Northern Ireland does not enjoy anything like full normality. Yesterday saw an attempted assassination in Co Tyrone. The scenes at Holy Cross school are testimony to the continuing hatreds which simmer barely below the surface. Wounded and maimed survivors of the various atrocities still suffer physically and psychologically. Evil men and women still probe for opportunities to deal out death. Paramilitaries continue their sponsorship of organised crime and racketeering.
And yet the achievements of the four years are extraordinary, outweighing in their significance the problems and the issues that remain. An executive and an assembly, reflective of both traditions, are operating much of the normal, day-to-day business of public administration. Acts of large-scale violence have all but ceased. North-south and Irish-British institutions are functioning as planned. The IRA has taken first steps towards decommissioning.

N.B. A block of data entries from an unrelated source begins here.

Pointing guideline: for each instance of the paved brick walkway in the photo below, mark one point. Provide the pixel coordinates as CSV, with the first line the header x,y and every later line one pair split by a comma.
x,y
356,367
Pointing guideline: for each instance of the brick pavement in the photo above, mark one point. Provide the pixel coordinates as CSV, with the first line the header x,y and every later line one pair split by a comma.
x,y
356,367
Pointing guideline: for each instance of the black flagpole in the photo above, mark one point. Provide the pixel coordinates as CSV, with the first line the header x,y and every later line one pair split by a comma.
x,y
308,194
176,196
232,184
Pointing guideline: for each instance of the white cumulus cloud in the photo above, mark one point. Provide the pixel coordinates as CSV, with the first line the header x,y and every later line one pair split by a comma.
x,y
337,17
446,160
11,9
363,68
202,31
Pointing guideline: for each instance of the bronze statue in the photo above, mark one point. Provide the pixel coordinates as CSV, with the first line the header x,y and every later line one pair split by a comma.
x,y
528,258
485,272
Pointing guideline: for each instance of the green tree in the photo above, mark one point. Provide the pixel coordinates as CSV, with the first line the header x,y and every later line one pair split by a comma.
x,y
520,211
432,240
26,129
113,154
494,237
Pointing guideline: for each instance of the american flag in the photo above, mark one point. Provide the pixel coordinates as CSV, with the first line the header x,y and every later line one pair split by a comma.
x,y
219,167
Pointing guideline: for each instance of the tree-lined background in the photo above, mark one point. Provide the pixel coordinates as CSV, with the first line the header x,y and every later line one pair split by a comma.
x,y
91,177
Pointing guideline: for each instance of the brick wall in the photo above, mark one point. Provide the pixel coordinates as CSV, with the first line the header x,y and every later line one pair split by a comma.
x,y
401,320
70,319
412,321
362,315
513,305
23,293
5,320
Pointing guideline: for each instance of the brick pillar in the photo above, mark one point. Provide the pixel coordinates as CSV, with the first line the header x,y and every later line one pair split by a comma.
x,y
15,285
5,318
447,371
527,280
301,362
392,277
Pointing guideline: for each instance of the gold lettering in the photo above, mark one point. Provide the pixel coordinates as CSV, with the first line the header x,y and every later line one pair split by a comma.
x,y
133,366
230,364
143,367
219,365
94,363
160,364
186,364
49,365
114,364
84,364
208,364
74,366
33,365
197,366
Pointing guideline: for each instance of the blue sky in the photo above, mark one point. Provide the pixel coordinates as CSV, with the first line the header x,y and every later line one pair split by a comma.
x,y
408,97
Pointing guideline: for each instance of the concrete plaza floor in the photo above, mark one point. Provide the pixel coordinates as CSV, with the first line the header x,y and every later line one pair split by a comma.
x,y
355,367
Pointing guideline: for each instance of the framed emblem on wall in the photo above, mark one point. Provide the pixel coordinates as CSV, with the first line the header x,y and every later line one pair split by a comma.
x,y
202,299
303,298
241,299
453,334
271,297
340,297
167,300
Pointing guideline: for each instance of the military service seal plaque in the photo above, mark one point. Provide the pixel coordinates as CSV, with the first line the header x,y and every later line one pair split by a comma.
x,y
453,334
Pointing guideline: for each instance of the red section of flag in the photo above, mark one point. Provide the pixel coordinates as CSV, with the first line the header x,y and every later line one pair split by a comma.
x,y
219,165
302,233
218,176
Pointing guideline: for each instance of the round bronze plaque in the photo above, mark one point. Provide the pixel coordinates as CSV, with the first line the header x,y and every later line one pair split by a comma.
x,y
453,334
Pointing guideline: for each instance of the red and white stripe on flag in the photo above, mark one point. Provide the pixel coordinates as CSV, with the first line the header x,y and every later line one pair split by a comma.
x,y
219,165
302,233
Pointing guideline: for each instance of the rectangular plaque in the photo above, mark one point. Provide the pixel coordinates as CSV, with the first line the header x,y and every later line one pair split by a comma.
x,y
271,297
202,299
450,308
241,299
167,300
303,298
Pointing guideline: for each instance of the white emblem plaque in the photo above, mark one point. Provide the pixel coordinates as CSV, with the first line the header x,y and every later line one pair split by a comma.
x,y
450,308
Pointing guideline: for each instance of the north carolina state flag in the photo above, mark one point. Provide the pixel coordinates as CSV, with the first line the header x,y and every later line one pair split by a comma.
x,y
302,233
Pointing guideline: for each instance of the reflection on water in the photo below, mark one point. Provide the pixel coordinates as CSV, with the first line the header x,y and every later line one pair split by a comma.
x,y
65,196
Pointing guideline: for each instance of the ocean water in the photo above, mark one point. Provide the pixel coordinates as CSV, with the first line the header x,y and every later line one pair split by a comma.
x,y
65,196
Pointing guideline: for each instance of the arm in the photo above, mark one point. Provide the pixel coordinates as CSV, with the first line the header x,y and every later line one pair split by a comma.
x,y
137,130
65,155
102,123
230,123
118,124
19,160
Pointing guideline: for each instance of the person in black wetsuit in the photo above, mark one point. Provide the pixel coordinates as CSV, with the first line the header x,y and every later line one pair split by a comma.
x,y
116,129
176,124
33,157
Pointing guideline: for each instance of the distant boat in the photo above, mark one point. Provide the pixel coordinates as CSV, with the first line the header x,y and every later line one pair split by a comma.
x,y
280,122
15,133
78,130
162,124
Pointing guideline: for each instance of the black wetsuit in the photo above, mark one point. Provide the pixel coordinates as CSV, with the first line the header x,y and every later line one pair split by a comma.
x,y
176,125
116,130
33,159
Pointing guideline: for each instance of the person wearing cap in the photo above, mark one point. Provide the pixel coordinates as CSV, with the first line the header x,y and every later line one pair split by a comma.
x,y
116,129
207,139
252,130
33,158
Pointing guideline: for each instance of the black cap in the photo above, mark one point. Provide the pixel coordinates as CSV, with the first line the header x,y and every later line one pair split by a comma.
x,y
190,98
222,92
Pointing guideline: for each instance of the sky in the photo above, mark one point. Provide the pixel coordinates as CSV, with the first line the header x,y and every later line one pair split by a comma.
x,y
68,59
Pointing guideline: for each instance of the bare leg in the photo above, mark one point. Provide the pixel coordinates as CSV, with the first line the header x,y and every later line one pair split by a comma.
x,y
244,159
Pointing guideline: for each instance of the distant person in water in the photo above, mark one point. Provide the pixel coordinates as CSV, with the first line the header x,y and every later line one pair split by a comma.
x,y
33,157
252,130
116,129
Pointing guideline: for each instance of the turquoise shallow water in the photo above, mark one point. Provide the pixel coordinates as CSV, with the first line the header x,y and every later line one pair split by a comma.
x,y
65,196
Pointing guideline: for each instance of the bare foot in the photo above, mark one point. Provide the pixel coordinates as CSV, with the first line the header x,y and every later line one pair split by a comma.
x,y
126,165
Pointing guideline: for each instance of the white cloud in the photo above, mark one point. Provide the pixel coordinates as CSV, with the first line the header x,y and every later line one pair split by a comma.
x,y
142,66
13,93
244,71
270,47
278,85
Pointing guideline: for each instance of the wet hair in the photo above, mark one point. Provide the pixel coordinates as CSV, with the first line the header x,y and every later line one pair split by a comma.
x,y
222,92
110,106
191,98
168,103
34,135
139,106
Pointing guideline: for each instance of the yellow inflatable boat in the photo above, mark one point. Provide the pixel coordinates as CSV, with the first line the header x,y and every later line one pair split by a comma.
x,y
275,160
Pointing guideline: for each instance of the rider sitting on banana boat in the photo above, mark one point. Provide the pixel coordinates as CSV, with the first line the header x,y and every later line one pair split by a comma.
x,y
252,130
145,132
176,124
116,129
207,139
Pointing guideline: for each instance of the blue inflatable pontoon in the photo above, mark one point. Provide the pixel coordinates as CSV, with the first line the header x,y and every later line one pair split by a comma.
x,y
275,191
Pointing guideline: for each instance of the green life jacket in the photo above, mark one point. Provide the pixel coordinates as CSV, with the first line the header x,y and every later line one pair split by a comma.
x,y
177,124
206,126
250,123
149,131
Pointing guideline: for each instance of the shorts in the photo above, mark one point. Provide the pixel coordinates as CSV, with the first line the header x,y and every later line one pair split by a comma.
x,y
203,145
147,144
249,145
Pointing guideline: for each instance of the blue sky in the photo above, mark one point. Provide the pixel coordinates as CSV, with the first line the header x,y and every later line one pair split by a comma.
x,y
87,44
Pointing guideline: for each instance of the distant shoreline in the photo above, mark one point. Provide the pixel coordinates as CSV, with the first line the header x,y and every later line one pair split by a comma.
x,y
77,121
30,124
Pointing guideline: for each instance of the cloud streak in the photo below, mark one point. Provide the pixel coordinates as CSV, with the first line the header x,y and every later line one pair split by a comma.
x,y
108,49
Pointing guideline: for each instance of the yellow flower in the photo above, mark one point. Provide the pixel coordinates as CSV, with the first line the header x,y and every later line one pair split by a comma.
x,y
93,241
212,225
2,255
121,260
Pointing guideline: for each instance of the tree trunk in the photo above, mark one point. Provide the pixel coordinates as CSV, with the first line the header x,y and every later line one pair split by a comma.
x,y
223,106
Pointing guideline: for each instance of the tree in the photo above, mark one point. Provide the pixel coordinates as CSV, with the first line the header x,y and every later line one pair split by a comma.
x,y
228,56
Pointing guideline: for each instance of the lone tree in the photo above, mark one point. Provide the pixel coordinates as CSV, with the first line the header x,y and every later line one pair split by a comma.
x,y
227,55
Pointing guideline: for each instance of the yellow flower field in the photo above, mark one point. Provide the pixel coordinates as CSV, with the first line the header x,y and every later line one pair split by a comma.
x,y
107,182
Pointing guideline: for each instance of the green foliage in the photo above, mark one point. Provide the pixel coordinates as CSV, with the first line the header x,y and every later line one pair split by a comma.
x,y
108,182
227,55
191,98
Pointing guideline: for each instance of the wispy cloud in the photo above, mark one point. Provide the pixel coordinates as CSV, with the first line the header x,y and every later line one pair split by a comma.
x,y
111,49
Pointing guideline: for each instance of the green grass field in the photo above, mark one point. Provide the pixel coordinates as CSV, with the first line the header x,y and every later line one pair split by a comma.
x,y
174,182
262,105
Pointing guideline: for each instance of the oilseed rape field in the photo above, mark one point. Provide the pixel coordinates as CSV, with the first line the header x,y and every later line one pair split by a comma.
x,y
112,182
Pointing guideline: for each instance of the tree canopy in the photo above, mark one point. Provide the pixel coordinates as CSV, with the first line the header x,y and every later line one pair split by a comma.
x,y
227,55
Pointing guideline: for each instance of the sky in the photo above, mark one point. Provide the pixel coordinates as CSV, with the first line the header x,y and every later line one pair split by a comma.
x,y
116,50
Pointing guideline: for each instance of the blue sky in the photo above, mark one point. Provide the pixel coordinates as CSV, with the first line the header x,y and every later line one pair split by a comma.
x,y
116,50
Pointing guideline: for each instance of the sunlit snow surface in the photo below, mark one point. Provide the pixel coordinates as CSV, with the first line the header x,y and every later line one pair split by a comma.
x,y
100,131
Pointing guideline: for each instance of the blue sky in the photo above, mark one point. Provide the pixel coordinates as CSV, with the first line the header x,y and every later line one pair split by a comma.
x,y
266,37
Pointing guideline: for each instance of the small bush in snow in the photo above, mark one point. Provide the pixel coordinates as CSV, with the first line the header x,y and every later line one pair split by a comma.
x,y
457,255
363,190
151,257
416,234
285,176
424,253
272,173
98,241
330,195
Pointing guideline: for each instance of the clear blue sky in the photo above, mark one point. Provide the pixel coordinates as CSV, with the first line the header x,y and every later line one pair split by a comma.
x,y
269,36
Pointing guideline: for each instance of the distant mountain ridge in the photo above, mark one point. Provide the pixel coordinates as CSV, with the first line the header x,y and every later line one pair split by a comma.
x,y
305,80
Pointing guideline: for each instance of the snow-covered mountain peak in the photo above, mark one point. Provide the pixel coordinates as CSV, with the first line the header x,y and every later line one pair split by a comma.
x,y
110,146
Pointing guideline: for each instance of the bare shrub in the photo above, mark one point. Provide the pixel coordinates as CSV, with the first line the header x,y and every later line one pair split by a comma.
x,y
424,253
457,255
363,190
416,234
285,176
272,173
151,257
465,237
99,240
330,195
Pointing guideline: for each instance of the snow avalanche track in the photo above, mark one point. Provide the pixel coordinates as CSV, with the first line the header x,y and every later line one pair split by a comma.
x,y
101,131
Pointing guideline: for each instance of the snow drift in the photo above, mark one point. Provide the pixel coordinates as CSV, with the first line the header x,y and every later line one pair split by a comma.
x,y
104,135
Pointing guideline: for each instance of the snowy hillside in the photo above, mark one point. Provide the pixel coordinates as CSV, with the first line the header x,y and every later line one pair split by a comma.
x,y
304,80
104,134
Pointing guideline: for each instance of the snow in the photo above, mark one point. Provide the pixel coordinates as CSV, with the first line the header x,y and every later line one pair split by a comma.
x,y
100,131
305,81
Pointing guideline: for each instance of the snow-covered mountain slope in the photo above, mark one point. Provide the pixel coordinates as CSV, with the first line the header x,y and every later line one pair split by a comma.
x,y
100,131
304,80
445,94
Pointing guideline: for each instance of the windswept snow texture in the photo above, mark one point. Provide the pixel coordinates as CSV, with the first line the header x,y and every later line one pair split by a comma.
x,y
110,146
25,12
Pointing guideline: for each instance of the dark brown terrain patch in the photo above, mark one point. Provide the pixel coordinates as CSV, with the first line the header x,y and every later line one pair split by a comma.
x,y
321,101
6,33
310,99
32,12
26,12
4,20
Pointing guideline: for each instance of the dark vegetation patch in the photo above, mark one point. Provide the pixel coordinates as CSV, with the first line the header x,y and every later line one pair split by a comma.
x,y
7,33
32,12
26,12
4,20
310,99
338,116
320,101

A new police service, supported by the unionists and by the SDLP, is coming on to the streets.
Above all, the pathway of democratic politics has emerged as the preferred route for communities which for generations believed that they could only survive by the use of force and by the achievement of domination over others. The conversion is far from universal. But it is widespread and it is gaining ground, albeit more rapidly and more completely in some areas than in others.
There is a sense of quiet confidence among the two governments. Political figures within Northern Ireland itself speak of their own sense of a developing stability. Business and civic groups signify that conditions are right for development and growth.
Could it yet go wrong? Most certainly. Yesterday's attempted murder in Tyrone will almost certainly not be the last such outrage. Large arsenals of paramilitary weapons remain to be decommissioned. The possibility of further incidents of mass violence remains. Cross-community tensions run high over matters such as the proposed amnesty for "on the run" suspects. Reform of the criminal justice system and the development of the new policing arrangements are critical issues in which any change brings the risk of being viewed by one community as a gain or loss at the expense of the other.
But even in these areas of contention there is dialogue and the sense of business being done. Some compromise appears to be in contemplation to deal with the "on the runs." It is generally expected that Sinn Féin, in time, will endorse the new police service. (Sceptics might reflect that it was not until 10 years after the foundation of the State that Mr de Valera's adherents fully accepted the Garda Síochána.)
The main marching season of 2002 is only three months away. It will tell much about the reality that lies behind the appearances of a strengthening peace and increasing stability. But it is not unreasonable, this Easter weekend, to be mildly optimistic.